Well, open port does not necessary mean that anyone can enter. If you have an open port on a router/modem with nothing listening behind, then there is nothing to compromise.
Of course, this won't let you work from outside your home either. For this to happen, you have to put the VPN server and make it listen to this open port.
What are the vulnerabilities (most probably not exhaustive) :
- a flaw in the router treatment of the IP packets. An intruder sends information with modified content that should have come to the VPN server computer, but instead it got send to a completely different machine (and/or port)
- a flaw in the VPN server software. E.g. buffer overflow and such, which could allow someone to send forged packets to execute specific commands, or a failure in the password validation
- a human flaw : you wrongfully configured your VPN server so he now accepts anonymous connection instead of rejecting them (for example), or you chose a stupidly-easy password as your credentials (admin/admin, florian/password12)

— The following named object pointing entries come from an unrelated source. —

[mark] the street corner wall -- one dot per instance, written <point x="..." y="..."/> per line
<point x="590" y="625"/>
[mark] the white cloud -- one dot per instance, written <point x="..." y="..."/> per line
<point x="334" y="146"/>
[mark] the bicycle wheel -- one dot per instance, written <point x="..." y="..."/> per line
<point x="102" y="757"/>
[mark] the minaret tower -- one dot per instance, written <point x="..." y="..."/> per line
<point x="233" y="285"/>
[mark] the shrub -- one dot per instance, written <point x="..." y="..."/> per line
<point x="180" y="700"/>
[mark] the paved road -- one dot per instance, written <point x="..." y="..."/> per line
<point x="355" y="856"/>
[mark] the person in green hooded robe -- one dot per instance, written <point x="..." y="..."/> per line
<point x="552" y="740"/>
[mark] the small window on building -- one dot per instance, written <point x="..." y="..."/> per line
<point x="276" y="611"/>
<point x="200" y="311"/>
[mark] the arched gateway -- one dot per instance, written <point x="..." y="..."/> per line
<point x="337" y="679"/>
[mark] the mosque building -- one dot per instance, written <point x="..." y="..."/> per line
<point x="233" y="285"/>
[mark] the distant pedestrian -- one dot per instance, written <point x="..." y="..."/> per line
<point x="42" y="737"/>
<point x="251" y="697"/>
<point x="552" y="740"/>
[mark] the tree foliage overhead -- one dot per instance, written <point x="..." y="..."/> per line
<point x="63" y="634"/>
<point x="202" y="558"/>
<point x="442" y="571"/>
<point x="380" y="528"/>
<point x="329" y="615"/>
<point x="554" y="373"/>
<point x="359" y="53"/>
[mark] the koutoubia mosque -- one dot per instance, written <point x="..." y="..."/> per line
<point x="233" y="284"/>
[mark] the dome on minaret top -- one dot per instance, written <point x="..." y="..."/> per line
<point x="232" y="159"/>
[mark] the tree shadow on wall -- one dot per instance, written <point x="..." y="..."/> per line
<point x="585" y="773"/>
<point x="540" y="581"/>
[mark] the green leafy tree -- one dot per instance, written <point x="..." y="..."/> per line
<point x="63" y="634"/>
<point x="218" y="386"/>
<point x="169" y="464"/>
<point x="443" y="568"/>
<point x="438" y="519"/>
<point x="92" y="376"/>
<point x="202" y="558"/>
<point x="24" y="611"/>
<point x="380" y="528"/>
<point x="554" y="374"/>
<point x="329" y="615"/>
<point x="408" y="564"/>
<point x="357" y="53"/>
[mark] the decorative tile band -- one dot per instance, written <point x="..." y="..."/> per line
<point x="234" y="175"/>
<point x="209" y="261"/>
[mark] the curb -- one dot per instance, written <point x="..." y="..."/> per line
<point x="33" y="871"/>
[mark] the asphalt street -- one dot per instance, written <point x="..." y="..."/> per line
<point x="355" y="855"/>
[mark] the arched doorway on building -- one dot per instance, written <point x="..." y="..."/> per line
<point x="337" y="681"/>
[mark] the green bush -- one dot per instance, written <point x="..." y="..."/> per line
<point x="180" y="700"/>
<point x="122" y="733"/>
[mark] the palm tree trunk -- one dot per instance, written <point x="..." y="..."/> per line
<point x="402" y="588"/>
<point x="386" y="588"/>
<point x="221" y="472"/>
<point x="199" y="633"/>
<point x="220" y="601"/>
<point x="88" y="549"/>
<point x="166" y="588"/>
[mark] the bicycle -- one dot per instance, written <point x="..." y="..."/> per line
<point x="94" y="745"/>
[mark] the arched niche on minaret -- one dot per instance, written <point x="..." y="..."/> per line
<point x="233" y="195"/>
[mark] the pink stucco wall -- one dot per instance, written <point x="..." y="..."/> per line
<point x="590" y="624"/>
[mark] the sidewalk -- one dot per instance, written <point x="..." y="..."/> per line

- a flaw in the VPN's protocol, e.g. if poorly designed there could be a way to used wiretapping to recreate an authenticated connection to your VPN.
If you're not a security expert, there are basically no chance that you can find the vulnerabilities by yourself. So what you should do is follow the "best-practices":
- use well-known software that uses well-known protocols. If there is a vulnerability, they will most likely be patched quickly and thus minimise the time-frame of your own network vulnerability
- use good passwords
- do not connect on your home network from computers you can't trust, there could be keyloggers for example
- if you are not confident enough to set things up, perhaps you can find someone you trust to do it for you
If you want to test your own security, there are multiple tools dedicated to this (Nessus, metasploit, ...). They are not really "automated" way to assess the security of one's network, you need expertise to define the tests you want them to perform. There might however bundle some "classic" attack patterns.